[en-gb] Rule for Oxford spelling: help needed

Mike_Unwalla · August 20, 2018, 5:07pm

I want to create rules to find words that are not the Oxford spelling.I have a prototype rule for singular nouns, but it does not always give the results that I expect. See the ‘False negative’ examples. I cannot figure why the rule does not find these words. Any ideas?

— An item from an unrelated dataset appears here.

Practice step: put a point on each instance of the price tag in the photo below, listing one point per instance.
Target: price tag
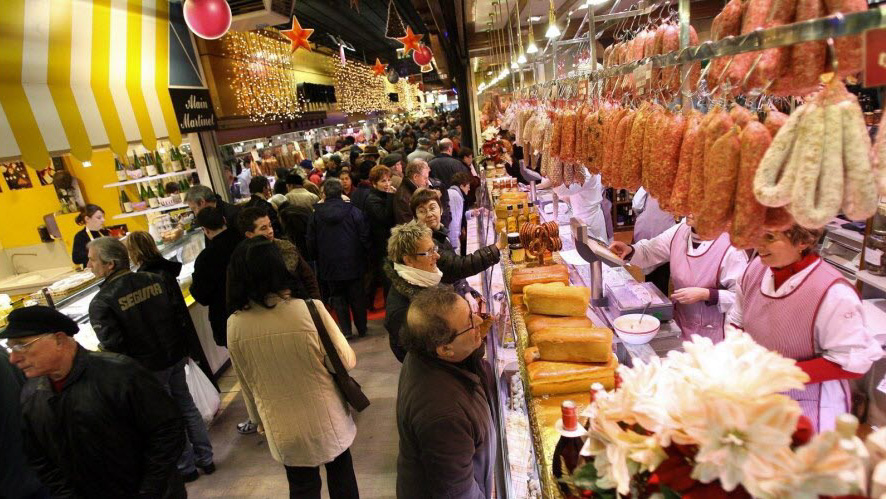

<rule id="OXFORD_SPELLING_NOUNS" name="Oxford spelling of nouns (~ization not ~isation)">
  <pattern>
    <token regexp="yes">([a-z]+?)(?:isation)<exception postag="NNP"/></token>
  </pattern>
  <filter class="org.languagetool.rules.en.EnglishPartialPosTagFilter"
      args="no:1 regexp:(?i)\b([a-z]+?)(?:isation)\b postag_regexp:NN(:UN?)?"/>
  <message>The word '\1' is not the Oxford spelling. Use the Oxford spelling '<suggestion><match no="1" regexp_match="([a-z]+?)(?:isation)\b" regexp_replace="$1ization"/></suggestion>'.</message>
  <url>https://blog.oxforddictionaries.com/2011/03/28/ize-or-ise/</url>
  <short>Oxford spelling: ~ization nouns</short>
  <example correction="organization">The word "<marker>organisation</marker>" is not the Oxford spelling.</example>
  <example>The word '<marker>organization</marker>' is the Oxford spelling.</example>
  <example>The word '<marker>optimization</marker>' is correct.</example>
  <example correction="actualization"><marker>actualisation</marker></example>
  <example correction="alphabetization"><marker>alphabetisation</marker></example>
  <example correction="atomization"><marker>atomisation</marker></example>
  <example correction="authorization"><marker>authorisation</marker></example>
  <example correction="Localization"><marker>Localisation</marker> is not the same as translation.</example>
  <example correction="randomization">The <marker>randomisation</marker> of the data was not easy.</example>
  <example>False negative. The word '<marker>optimisation</marker>' is not the Oxford spelling.</example>
  <example>False negative. <marker>acclimatisation</marker></example>
  <example>False negative. <marker>amortisation</marker></example>
  <example>False negative. <marker>anaesthetisation</marker></example>
</rule>

dnaber · August 20, 2018, 6:42pm

Have you tried simplifying that regex, especially leaving off the \b? If that doesn’t help, does it help to make it more and more simple?

Mike_Unwalla · August 21, 2018, 9:12am

@danielnaber, thanks. The problem was with the parentheses, not with the \b.

Not correct: args="no:1 regexp:(?i)\b([a-z]+?)(?:isation)\b
Correct: args="no:1 regexp:(?i)\b([a-z]+?isation)\b

The incorrect rule found the NN words organ, alphabet, atom, etc and added the suffix. But, it did not find the unknown word ‘optim’. The correct rule finds the postag for the full word.